Hal Hartley è stato spesso definito come il Jean-Luc Godard del cinema indipendente americano. Con una manciata di film girati in una decina d'anni (più qualche progetto per la televisione e per il teatro) è assurto alla posizione di voce ufficiale della "no-generation" newyorkese. È davvero ottimo sotto ogni punto di vista il sito a lui dedicato dal cinéphile Ethan Straffin, con una grafica essenziale (molto hartleyana) e un gran numero di sezioni. Si parte dalle informazioni sul sito (che esiste dal 1995) per giungere a una filmografia ragionata, completa e accurata (sono citati anche i cortometraggi meno noti); di qui si può passare ad alcuni saggi scritti dal regista stesso (perlopiù in prefazione alle edizioni delle sue sceneggiature: "Buona parte del mio lavoro ha qualcosa a che fare con l'insoddisfazione.
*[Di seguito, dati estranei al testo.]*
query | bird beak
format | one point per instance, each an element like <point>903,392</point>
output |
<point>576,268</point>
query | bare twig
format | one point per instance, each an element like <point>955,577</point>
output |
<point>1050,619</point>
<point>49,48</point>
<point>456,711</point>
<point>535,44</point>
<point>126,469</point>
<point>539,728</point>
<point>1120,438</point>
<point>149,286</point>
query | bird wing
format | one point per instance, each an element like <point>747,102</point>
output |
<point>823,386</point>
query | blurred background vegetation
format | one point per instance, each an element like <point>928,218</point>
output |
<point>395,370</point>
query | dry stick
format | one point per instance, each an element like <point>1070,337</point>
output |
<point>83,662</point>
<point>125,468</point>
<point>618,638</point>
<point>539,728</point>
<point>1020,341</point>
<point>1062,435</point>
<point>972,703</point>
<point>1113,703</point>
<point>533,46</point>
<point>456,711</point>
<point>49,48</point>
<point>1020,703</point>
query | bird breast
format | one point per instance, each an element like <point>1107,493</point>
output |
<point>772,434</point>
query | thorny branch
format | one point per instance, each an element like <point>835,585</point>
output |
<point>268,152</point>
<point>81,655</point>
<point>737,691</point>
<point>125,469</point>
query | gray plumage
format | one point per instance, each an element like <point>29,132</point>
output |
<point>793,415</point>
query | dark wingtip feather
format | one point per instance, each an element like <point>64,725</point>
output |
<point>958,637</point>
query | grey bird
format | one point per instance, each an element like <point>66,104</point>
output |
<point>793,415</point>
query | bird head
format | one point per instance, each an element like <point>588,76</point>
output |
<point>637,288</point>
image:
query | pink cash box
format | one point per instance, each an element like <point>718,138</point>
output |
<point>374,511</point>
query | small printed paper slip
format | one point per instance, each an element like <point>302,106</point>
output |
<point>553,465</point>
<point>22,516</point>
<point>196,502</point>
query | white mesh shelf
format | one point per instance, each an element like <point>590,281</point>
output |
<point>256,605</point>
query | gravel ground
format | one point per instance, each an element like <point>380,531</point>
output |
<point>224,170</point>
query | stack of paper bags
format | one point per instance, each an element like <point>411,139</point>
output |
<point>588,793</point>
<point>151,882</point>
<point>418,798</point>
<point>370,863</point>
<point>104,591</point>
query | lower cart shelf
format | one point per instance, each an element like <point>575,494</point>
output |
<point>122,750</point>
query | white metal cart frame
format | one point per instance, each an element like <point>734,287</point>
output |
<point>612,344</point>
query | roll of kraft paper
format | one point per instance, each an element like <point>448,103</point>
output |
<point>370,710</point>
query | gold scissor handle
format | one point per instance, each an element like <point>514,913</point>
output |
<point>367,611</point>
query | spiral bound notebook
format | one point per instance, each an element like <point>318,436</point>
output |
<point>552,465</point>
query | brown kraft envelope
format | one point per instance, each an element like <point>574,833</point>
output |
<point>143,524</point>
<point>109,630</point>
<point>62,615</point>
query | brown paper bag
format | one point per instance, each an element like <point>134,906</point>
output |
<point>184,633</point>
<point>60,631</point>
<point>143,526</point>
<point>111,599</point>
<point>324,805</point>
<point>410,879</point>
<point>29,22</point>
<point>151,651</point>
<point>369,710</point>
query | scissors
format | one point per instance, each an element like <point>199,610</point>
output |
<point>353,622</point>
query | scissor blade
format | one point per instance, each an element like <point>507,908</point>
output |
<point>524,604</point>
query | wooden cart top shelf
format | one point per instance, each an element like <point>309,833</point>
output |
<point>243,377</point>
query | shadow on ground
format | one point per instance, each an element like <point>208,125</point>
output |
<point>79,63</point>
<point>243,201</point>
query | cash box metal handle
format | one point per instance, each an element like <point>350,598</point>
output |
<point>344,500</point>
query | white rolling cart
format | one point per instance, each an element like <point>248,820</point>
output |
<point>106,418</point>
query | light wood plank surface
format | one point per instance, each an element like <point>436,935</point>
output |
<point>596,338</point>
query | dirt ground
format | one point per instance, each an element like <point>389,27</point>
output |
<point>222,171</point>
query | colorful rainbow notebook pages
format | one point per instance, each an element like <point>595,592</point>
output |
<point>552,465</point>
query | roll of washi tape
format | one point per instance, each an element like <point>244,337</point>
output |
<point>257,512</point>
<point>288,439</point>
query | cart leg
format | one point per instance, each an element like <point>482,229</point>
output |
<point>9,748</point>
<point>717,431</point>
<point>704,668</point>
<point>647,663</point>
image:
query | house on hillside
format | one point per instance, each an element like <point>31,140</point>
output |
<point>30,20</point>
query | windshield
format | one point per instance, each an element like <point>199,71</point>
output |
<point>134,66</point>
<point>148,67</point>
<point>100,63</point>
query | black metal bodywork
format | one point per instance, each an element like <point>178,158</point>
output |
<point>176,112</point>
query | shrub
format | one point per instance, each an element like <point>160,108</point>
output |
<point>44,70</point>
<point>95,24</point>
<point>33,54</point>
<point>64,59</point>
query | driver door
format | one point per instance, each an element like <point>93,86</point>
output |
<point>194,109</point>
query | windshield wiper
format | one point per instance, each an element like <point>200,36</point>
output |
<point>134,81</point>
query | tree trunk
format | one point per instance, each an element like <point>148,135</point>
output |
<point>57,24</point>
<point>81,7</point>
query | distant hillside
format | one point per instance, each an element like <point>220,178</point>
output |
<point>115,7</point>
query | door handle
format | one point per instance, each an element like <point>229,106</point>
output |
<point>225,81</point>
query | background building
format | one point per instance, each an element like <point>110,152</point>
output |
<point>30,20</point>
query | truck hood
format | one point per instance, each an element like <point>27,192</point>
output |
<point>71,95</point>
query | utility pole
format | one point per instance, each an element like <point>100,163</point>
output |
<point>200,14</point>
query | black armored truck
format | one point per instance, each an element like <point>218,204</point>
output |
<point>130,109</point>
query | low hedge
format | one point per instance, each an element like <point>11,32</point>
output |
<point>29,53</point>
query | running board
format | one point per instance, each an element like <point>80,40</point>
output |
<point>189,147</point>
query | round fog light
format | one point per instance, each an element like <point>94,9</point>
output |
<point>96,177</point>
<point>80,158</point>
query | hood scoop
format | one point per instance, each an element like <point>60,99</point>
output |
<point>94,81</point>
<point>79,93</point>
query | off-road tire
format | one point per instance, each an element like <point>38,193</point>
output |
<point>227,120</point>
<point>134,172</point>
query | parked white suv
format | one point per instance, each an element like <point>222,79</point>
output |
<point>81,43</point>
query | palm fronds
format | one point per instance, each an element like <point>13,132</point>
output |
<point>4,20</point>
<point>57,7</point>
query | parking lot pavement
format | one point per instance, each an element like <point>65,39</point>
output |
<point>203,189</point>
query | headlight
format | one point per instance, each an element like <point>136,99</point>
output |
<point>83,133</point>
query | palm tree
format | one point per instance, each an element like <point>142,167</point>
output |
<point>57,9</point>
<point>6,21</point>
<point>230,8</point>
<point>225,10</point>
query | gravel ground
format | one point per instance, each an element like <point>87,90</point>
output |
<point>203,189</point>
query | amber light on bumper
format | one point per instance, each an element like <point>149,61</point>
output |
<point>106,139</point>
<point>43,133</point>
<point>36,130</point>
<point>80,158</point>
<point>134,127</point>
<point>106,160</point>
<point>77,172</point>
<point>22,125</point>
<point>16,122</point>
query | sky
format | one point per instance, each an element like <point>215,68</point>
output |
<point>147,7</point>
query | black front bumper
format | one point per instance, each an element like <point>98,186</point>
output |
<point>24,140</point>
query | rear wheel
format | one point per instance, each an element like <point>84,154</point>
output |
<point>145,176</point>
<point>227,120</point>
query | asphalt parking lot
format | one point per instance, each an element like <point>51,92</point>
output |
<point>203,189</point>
Voglio qualcosa, mi guardo in giro per cercarla e non la trovo. E allora mi metto a farlo io, quello che vorrei vedere." "Surviving Desire non è tanto una storia d'amore, quanto piuttosto la storia di un amore in malafede.") o ai profili che di lui sono stati tracciati su riviste e quotidiani (tutti riportati integralmente), si possono avere le locandine autografate di alcuni film oppure consultare una biografia hartleyana e un lungo articolo sui suoi collaboratori; una sezione è dedicata a rifle, la mailing list iscrivendovi alla quale potrete ricevere regolarmente tramite email tutte le novità e le notizie sul regista; in altre sono raccolte le immagini, le musiche e i dialoghi tratti dai lavori di Hartley. Si prosegue con le sceneggiature originali, le edizioni in videocassetta, laserdisc e DVD, le colonne sonore su CD, un florilegio di citazioni da film e interviste e un'ampia rassegna di recensioni. Per chiudere la panoramica vengono forniti diversi link con altri siti hartleyani della rete.